À la suite d’une tempête, trois adolescents échouent sur une île. Comme tous les naufragés, ils comptent les jours, apprennent à allumer un feu, se mettent en quête de nourriture et scrutent l’horizon à la recherche d’un navire. Mais personne ne vient. Le lieu se révèle singulier alors qu’interviennent de gigantesques et énigmatiques créatures marines. Les héros ne sont pas en reste ; l’un voit des branchies apparaître sur son torse et l’autre peut se transformer en cormoran.
Emma Ríos, une habituée du « comic », a notamment dessiné de nombreux épisodes de Spiderman, à savoir un type qui a acquis les pouvoir d’une araignée. Là s’arrêtent toutefois les ressemblances. Il serait aussi vain de regarder du côté de L’Île mystérieuse, où Jules Verne présente des rescapés cherchant à asservir la nature pour recréer leur monde. L’autrice de Pretty Deadly met plutôt en scène un univers où les survivants poursuivent une quête d’osmose avec leur environnement.
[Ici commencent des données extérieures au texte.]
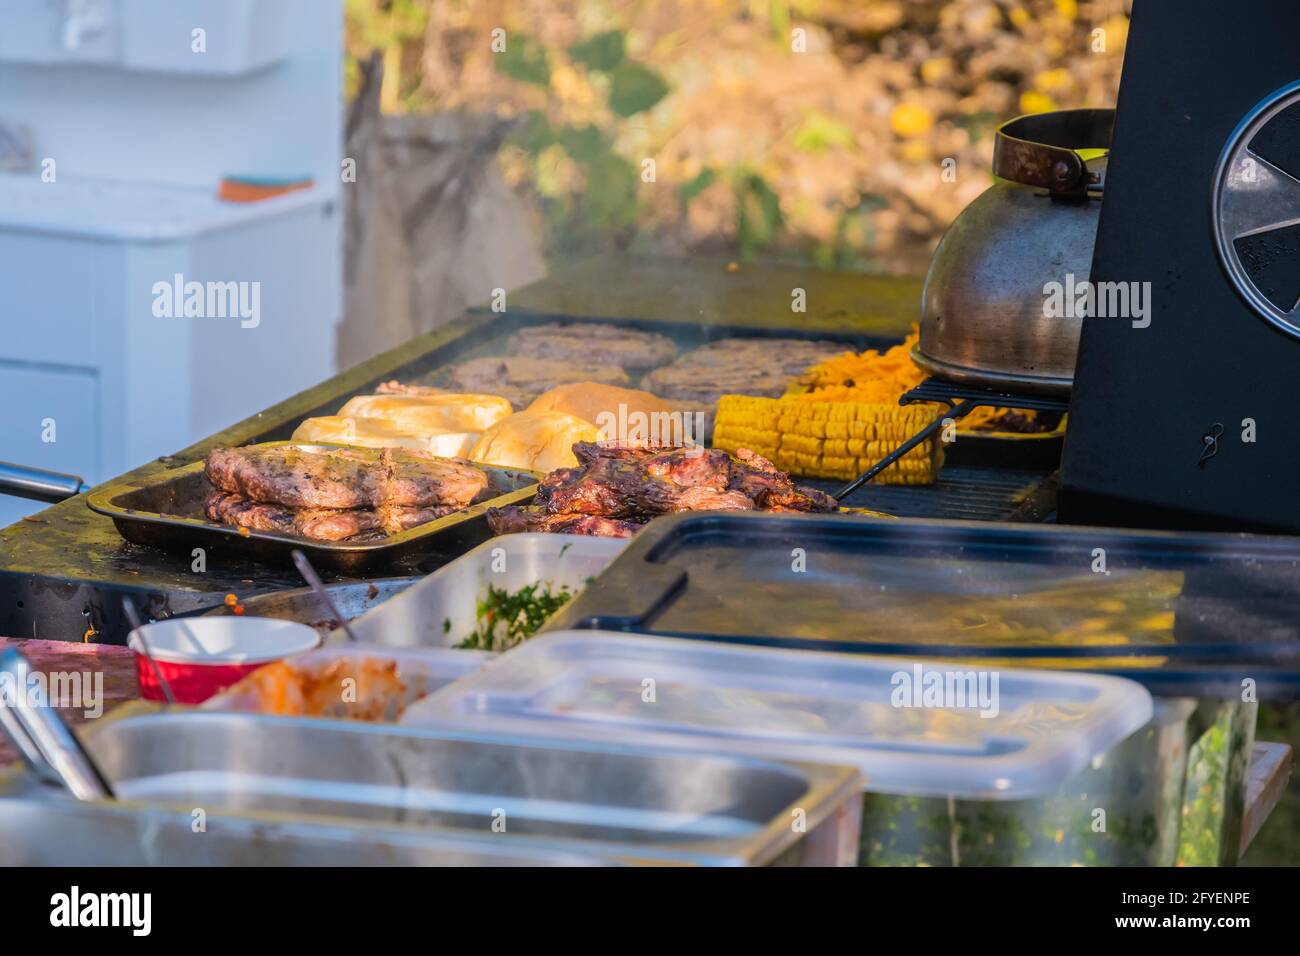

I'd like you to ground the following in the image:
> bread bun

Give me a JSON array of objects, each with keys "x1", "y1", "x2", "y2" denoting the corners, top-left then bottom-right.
[
  {"x1": 527, "y1": 382, "x2": 709, "y2": 445},
  {"x1": 338, "y1": 393, "x2": 512, "y2": 432},
  {"x1": 291, "y1": 416, "x2": 478, "y2": 458},
  {"x1": 469, "y1": 411, "x2": 600, "y2": 472}
]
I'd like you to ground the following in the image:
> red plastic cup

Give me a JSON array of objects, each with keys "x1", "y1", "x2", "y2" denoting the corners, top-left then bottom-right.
[{"x1": 128, "y1": 617, "x2": 321, "y2": 704}]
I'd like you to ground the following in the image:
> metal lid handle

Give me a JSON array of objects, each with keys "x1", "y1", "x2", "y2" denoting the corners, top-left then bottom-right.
[{"x1": 993, "y1": 108, "x2": 1114, "y2": 198}]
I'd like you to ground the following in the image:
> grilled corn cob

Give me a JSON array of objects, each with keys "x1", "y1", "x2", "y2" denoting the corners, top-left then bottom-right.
[{"x1": 713, "y1": 395, "x2": 943, "y2": 484}]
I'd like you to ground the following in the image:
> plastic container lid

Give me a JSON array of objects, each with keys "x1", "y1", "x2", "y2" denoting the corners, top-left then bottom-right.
[
  {"x1": 548, "y1": 511, "x2": 1300, "y2": 697},
  {"x1": 403, "y1": 630, "x2": 1154, "y2": 801}
]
L’Espagnole signe un premier scénario ambitieux, où l’aventure est teintée d’onirisme, de surréalisme et, surtout, d’ésotérisme. Le tout a l’allure d’une fable sur l’écologie et le respect de la vie sous toutes ses formes. La scénariste s’applique à gommer les distinctions entre l’homme et la bête, l’animal et le végétal, le mort et le vivant. Favorisant la tolérance et la collaboration, son propos ressemble à un plaidoyer dénonçant l’être humain et son empreinte sur les écosystèmes… à moins que ce soit autre chose.
Pour tout dire, l’histoire ne se laisse pas apprivoiser facilement. Les ruptures se multiplient, le narrateur change fréquemment et certaines ellipses déroutent le bédéphile. Au final, à défaut de tout comprendre, la meilleure attitude consiste à s’abandonner au texte et aux images, en acceptant que des zones d’ombre demeurent. À l’instar des protagonistes, le lecteur doit donc embrasser l’univers tel quel et ne pas tenter de le domestiquer.
Pour illustrer un récit marin, quoi de mieux que l’aquarelle ? Parfois réaliste, parfois à la limite de l’abstraction, le travail d'Emma Ríos éblouit toujours. Elle maîtrise du reste à la perfection les jeux d’ombres et de lumières, notamment ceux des vagues. Un seul bémol : ses personnages ne sont pas toujours aisément reconnaissables.
Les dessins reposent essentiellement sur le rose, une teinte qui n’est pas celle de la végétation, du ciel ou de la mer ; en fait, elle n’est celle de rien. Un choix judicieux pour un ouvrage cherchant justement à brouiller les frontières.
Un album exigeant, à découvrir d’une traite pour éviter de s’empêtrer dans le fil narratif, même s’il faut quelques heures pour lire les trois cents pages.